Even though it is a relatively new sport in terms of popularity, paddling has not been spared this nonsense. In a community where local stars still carry some weight, homogeny is probably not an immediate concern. However, the search for the Golden Fleece has already begun. It is not uncommon for a new entrant to purchase multiple boards and paddles within a year. The search for the fastest, latest and lightest equipment has become ridiculous. Buyer beware: when elite paddlers began to experiment with running blades twelve inches overhead in 2009/10 many found themselves in rehab for shoulder injuries before the season ended. Rob Rojas, notoriously demanding on his equipment, routinely wins races on waterlogged boards weighing 35+ pounds. Jamie Mitchell paddles his old green board to victory year after year despite evidence that it at one point fell off a truck. I have personally paddled Danny Ching’s BOTP distance race winning Unlimited and will verify beyond a shadow of a doubt that it is the paddler, not the board.

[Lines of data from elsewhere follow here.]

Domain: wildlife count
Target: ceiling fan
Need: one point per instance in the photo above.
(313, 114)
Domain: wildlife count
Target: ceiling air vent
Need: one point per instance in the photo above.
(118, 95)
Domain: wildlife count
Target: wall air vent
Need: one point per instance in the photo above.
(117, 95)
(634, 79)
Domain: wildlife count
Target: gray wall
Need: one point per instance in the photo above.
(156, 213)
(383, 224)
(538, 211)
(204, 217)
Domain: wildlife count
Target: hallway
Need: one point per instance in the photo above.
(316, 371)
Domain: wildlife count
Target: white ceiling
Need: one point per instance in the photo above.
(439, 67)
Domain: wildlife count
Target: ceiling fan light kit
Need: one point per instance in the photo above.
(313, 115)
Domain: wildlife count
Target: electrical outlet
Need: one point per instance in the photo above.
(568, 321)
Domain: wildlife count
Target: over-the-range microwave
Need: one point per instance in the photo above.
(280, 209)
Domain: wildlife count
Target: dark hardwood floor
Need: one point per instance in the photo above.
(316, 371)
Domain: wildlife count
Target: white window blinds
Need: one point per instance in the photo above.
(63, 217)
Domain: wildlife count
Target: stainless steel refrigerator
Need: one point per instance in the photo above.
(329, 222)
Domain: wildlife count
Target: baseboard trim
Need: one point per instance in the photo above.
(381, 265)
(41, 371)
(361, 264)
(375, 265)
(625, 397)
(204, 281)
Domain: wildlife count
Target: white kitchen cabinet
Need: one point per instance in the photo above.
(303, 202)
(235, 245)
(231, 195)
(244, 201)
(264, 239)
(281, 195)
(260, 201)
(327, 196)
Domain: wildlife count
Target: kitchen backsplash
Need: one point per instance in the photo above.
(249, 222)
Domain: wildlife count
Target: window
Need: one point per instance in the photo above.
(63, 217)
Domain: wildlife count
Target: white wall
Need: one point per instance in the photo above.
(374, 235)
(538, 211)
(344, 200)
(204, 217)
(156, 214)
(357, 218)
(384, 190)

A few years ago I asked World Renowned Triathlete and coach Roch Frey what it took to compete in a triathlon. (It was too long ago to quote, so I’ll paraphrase.) You need a bike, some shoes and a pair of goggles. When I commented that good gear was too expensive for my blood, Roch laughed. If I wasn’t going to win the race, what difference did I think a better bike would make? After all, if I can’t swim, bike and run well the equipment sure isn’t going to do it for me.
If you need something to think about next time you get passed by a mini van on the freeway, ponder this: Kelly Slater really did surf a front door. The irony being that many, like myself, probably surf better on their first board than their last and if you want to have fun in the sun and get some good exercise the best you can bring with you is a good attitude, reliable equipment, realistic expectations and your trusty sunscreen. However, if one morning you hear the gun go off and realize that you’re probably going to win this day, it might be time to invest in some new equipment.